Perdite consistenti, consecutive e reiterate nel tempo in contrasto con il volume d’affari dichiarati sono rappresentative di una gestione antieconomica dell’attività e costituiscono elementi indiziari validi a legittimare l’accertamento analitico-induttivo di ricavi in nero, spostando sul contribuente l’onere di prova contraria (Corte di Cassazione – Ordinanza 16 marzo 2021, n. 7382) La controversia trae origine dall’accertamento analitico-induttivo adottato dall’Agenzia delle Entrate per la ricostruzione del reddito d’impresa e la contestazione di maggior reddito, in considerazione della gestione antieconomica dell’attività rappresentata da perdite consistenti, consecutive e reiterate nel tempo in contrasto con il volume degli affari dichiarato. La Corte di Cassazione ha riformato la decisione dei giudici tributari, accogliendo il ricorso del Fisco. Nel caso in esame, la Suprema Corte evidenzia che l’accertamento risulta basato anche sul comportamento antieconomico della contribuente, che sembrava lavorasse in perdita, pur percependo ricavi di una certa entità, integrando così le presunzioni gravi, precise e concordanti che legittimano l’applicazione del metodo analitico-induttivo per la rettifica del reddito d’impresa. Con la decisione impugnata, i giudici tributari hanno fatto leva sulla sproporzione esistente fra il reddito rideterminato e il giro di affari dichiarato dalla contribuente per motivare l’illegittimità dell’avviso di accertamento, il quale invece, essendo basato sull’inattendibilità delle scritture contabili e l’antieconomicità della gestione imprenditoriale protrattasi per diversi anni, imponeva un onere di prova contraria in capo al contribuente.
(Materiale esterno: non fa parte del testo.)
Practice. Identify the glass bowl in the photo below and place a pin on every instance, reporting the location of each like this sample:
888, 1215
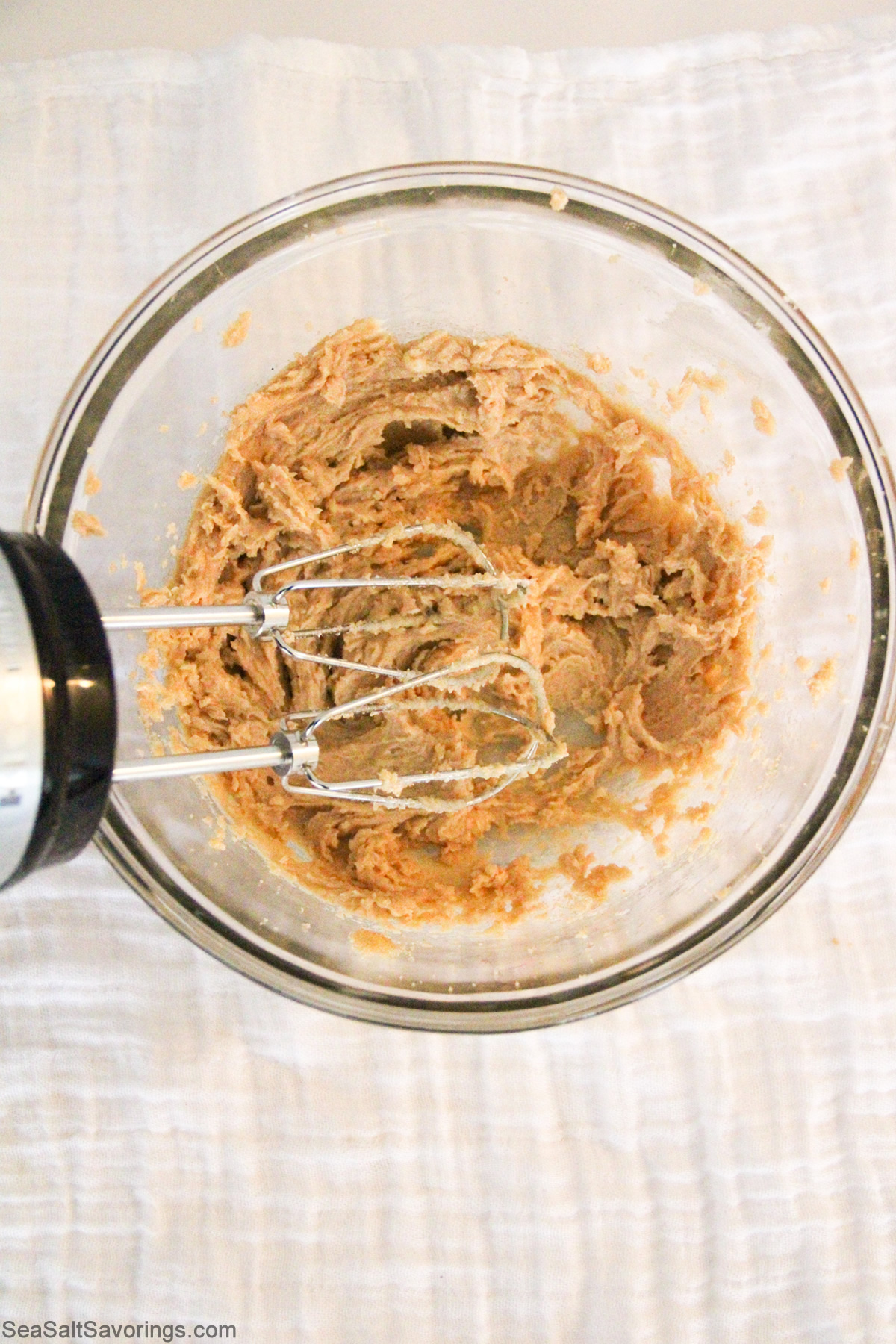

Il ricorso del contribuente è stato accolto dai giudici tributi sul rilievo della spoporzione fra il reddito rideterminato e il giro d’affari. In relazione all’antieconomicità dell’attività, secondo i giudici, assumeva rilievo la forte riduzione del giro d’affari nell’anno accertato rispetto all’anno precedente.
L’Ufficio ha impugnato la decisione riaffermando che in sede di verifica contabile erano emersi vari elementi di “sospetto” circa l’attendibilità delle scritture contabili, messe in luce nella motivazione dell’avviso di accertamento, riguardo alle perdite consistenti, consecutive e reiterate nel tempo in contrasto con il volume d’affari dichiarati. Ha eccepito, altresì, sul piano dell’onere probatorio, l’assenza di una plausibile giustificazione in merito alla prolungata e persistente “antieconomicità della gestione”, che costituisce un indizio sufficientemente grave dei ricavi in nero, da giustificare l’applicazione del metodo analitico-induttivo.
La Corte Suprema ha affermato che in tema di accertamento induttivo dei redditi d’impresa, sulla base del controllo delle scritture e delle registrazioni contabili, l’atto di rettifica, qualora l’Ufficio abbia sufficientemente motivato, specificando gli indici di inattendibilità dei dati relativi ad alcune poste di bilancio e dimostrando la loro astratta idoneità a rappresentare una capacità contributiva non dichiarata, è assistito da presunzione di legittimità circa l’operato degli accertatori, nel senso che null’altro l’ufficio è tenuto a provare, se non quanto emerge dal procedimento deduttivo fondato sulle risultanze esposte, mentre grava sul contribuente l’onere di dimostrare la regolarità delle operazioni effettuate, anche in relazione alla contestata antieconomicità delle stesse.
Egualmente, in presenza di contabilità formalmente regolare ma intrinsecamente inattendibile per l’antieconomicità del comportamento del contribuente, l’Ufficio può desumere in via induttiva, sulla base di presunzioni semplici, purché gravi, precise e concordanti, il reddito del contribuente utilizzando le incongruenze tra i ricavi, i compensi ed i corrispettivi dichiarati e quelli desumibili dalle condizioni di esercizio della specifica attività svolta, incombendo su quest’ultimo l’onere di fornire la prova contraria e dimostrare la correttezza delle proprie dichiarazioni.
Pertanto, una volta contestata dall’Erario l’antieconomicità di un comportamento del contribuente, poiché assolutamente contrario ai canoni dell’economia, incombeva sul medesimo l’onere di fornire, al riguardo, le necessarie spiegazioni, essendo – in difetto – pienamente legittimo il ricorso all’accertamento induttivo da parte del Fisco.